As part of my writing process, I read dozens of books by other nonfiction authors. When I read, I make notes about the craft choices authors make in terms of voice, structure, POV, and other unique elements that add up to amazing books. I recently decided to share my notes (in a searchable format), so teachers and fellow writers can see what I find new and noteworthy. Please feel free to share your thoughts in the comments below.
Two Brothers: Four Hands: The Artists Alberto and Diego Giacometti
Authors: Jan Greenberg and Sandra Jordan; illustrator: Hadley Hooper
Publication Info.: Neal Porter Books (April 2019)
Ages/Grades: 7 to 10 years old
Categories: third-person POV, narrative nonfiction, present tense, dual biography
“In the Swiss village of Stampa, surrounded by mountains so high that in winter their shadows fill the valley live two brothers.”
Overview (from the publisher): “The inspiring true story of the Giacometti brothers, one an artist, the other a daredevil, both devoted to their craft . . . but even more devoted to each other.
Everyone who knew them agreed. Alberto was the genius of the family. His younger brother Diego was his opposite–he didn’t care much for books or schoolwork, and he had no idea what he would be when he grew up. But despite their differences, the two brothers shared an intense bond.
Alberto Giacometti became one of the iconic artists of the twentieth century, whose tall, spindly sculptures grace the collections of museums around the world. Diego was always at his side, helping and encouraging, and in his spare time creating remarkable pieces of furniture, works of sculpture in their own right.”

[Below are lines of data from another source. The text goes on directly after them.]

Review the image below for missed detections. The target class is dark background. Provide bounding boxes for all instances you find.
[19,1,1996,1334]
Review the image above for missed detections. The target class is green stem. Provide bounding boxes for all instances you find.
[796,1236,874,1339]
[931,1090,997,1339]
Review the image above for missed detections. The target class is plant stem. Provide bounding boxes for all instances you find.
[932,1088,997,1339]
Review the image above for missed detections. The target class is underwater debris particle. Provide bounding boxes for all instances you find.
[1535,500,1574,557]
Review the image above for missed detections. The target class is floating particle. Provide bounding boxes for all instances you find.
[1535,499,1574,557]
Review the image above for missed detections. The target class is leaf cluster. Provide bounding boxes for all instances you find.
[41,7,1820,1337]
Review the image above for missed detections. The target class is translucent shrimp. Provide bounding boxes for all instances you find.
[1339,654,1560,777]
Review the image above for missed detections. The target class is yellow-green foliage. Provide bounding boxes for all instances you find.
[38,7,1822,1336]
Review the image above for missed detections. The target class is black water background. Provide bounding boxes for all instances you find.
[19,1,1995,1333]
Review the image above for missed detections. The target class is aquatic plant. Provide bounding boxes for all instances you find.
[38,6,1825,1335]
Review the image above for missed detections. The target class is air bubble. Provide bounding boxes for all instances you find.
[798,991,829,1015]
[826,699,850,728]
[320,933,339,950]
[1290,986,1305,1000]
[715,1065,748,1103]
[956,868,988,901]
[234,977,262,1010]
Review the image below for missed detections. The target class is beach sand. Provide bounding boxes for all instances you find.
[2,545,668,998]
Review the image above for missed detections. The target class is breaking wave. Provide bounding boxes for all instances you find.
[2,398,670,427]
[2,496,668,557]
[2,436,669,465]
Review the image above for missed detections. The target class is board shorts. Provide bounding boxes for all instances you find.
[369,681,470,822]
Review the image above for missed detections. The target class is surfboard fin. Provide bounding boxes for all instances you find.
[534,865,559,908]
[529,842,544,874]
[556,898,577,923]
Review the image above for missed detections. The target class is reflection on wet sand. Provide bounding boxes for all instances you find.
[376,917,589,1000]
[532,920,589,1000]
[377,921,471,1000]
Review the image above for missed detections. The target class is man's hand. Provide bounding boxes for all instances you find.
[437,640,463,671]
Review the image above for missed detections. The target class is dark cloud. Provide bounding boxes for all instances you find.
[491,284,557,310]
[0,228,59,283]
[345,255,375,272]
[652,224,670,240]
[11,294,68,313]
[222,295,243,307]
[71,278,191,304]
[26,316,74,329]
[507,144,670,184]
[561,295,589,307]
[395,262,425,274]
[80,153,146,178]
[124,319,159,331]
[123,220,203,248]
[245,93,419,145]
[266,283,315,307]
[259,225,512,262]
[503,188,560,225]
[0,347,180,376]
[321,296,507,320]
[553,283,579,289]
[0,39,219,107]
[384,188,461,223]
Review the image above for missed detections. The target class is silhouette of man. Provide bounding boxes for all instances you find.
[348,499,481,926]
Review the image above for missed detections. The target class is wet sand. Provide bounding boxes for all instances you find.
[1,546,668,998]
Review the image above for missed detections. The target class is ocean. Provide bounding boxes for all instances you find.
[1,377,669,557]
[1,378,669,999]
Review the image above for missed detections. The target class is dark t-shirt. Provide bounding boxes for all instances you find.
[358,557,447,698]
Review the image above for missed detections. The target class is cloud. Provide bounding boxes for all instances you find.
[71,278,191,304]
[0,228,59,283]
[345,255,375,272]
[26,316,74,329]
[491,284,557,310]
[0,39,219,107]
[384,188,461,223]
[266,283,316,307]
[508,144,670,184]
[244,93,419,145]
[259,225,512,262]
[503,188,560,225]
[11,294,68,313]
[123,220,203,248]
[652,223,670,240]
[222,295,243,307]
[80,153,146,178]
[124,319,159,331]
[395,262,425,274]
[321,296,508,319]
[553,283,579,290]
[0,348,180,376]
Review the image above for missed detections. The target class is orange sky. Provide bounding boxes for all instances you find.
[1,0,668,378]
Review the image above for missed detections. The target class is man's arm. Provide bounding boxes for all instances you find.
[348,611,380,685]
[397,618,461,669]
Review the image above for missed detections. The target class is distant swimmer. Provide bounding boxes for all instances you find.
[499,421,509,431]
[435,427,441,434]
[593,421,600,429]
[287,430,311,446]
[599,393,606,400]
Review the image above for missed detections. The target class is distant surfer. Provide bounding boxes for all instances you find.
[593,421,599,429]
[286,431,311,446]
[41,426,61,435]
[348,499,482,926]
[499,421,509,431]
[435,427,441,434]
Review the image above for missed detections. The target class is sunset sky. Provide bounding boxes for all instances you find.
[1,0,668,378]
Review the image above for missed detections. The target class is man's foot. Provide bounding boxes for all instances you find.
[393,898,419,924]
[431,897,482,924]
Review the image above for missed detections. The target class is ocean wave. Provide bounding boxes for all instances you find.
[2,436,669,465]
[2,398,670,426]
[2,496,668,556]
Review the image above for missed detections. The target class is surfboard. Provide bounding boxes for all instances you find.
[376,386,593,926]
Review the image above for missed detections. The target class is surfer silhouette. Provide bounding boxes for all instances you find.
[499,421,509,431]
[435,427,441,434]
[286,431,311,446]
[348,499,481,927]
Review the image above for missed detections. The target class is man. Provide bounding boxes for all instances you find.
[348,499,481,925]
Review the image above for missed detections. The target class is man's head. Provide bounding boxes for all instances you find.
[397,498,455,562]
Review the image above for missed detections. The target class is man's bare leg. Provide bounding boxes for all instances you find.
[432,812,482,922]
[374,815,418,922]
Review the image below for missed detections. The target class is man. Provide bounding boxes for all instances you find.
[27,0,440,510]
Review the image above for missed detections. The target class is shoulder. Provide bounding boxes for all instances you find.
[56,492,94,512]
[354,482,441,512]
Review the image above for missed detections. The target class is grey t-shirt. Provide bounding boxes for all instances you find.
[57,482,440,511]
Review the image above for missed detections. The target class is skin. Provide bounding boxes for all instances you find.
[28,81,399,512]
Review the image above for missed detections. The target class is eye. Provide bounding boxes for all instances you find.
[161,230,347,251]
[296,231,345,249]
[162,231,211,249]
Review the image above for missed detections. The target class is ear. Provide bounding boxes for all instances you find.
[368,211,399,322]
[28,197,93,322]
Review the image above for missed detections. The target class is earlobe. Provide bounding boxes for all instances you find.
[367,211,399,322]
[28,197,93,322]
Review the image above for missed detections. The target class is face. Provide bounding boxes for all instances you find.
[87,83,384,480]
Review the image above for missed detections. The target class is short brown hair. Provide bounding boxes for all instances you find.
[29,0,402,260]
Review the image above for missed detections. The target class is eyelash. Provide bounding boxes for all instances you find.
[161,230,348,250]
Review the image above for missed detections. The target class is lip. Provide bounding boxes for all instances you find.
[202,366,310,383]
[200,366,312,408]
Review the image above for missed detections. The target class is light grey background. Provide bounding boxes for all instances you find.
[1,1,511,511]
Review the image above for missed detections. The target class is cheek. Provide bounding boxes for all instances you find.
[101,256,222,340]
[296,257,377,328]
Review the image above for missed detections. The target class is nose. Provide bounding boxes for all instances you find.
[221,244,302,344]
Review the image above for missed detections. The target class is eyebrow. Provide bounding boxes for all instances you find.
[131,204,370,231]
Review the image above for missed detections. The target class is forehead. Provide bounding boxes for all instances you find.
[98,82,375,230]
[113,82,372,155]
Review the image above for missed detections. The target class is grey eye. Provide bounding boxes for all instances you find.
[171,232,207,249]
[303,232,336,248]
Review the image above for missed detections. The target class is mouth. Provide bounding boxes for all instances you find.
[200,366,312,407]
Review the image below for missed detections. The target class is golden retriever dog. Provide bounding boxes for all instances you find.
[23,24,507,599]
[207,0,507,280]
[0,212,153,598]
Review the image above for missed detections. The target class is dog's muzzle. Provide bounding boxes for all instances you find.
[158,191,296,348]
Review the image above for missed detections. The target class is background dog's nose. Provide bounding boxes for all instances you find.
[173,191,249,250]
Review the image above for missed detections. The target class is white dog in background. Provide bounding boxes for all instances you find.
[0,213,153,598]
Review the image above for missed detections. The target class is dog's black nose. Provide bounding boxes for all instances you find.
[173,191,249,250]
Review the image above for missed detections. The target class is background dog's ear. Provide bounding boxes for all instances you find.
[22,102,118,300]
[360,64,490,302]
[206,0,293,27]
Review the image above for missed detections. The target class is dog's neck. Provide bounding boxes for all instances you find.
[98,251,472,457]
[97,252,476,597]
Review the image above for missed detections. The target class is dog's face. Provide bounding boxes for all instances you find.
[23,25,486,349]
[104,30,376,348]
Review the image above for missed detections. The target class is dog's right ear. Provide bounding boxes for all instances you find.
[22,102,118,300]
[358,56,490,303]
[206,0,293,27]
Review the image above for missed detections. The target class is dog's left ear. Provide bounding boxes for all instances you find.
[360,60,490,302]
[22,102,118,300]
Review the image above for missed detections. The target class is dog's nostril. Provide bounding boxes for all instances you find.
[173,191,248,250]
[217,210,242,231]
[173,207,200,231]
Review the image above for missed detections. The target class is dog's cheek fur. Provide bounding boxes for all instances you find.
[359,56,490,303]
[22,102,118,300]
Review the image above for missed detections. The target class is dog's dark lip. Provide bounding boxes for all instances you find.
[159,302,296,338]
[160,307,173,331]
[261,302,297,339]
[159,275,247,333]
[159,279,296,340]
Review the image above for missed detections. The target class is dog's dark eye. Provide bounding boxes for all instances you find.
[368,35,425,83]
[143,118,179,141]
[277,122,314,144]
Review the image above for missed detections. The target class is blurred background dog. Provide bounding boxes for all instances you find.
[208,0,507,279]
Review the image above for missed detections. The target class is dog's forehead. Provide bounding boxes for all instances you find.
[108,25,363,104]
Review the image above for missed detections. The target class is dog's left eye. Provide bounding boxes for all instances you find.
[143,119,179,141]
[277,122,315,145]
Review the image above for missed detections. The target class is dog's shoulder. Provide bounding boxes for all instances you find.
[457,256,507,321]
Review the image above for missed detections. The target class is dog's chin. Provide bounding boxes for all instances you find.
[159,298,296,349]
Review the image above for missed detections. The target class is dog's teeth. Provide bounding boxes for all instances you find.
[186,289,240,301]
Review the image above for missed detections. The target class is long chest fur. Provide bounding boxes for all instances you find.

What’s noteworthy for authors and educators:
The trick with writing a dual biography, in my mind, is finding the focus of the book. What theme connects the two lives together? In this book, the connection is apparent from the title: two brothers, four hands. Alberto Giacometti simply couldn’t have achieved his enormous success without his brother, Diego, who served as a model; built pedestals and molds and picked patinas; and in many ways sacrificed his own creative work to support Alberto. As Greenberg and Jordan write, Diego’s hands touched each and every one of Alberto’s sculptures. Children certainly will connect to the fierce bonds of family.
For teachers, this book serves as an excellent example of a “growth mindset.” Alberto Giacometti was far from an overnight success, instead, he honed his craft for more than two decades. He was a perfectionist who never felt his work was finished. And when he moved away from Surrealism, he was rejected by fellow artists, as well as art dealers, and friends. Through all of this, Alberto experimented, trying new things and striving to perfectly capture the human form.
Additional resources for authors, educators, and parents:
- The backmatter for this book contains a basic explanation of art concepts and discussion questions for evaluating Alberto Giacometti’s Walking Man II sculpture.
- The Nurture Store has the perfect Giacometti craft activity: making foil sculptures.
- Why not incorporate this book into a growth-mindset lesson? Khan Academy has a growth mindset lesson here.
- This Tate video not only shows Giacometti’s sculptures but also explains why his work resonated after World War II.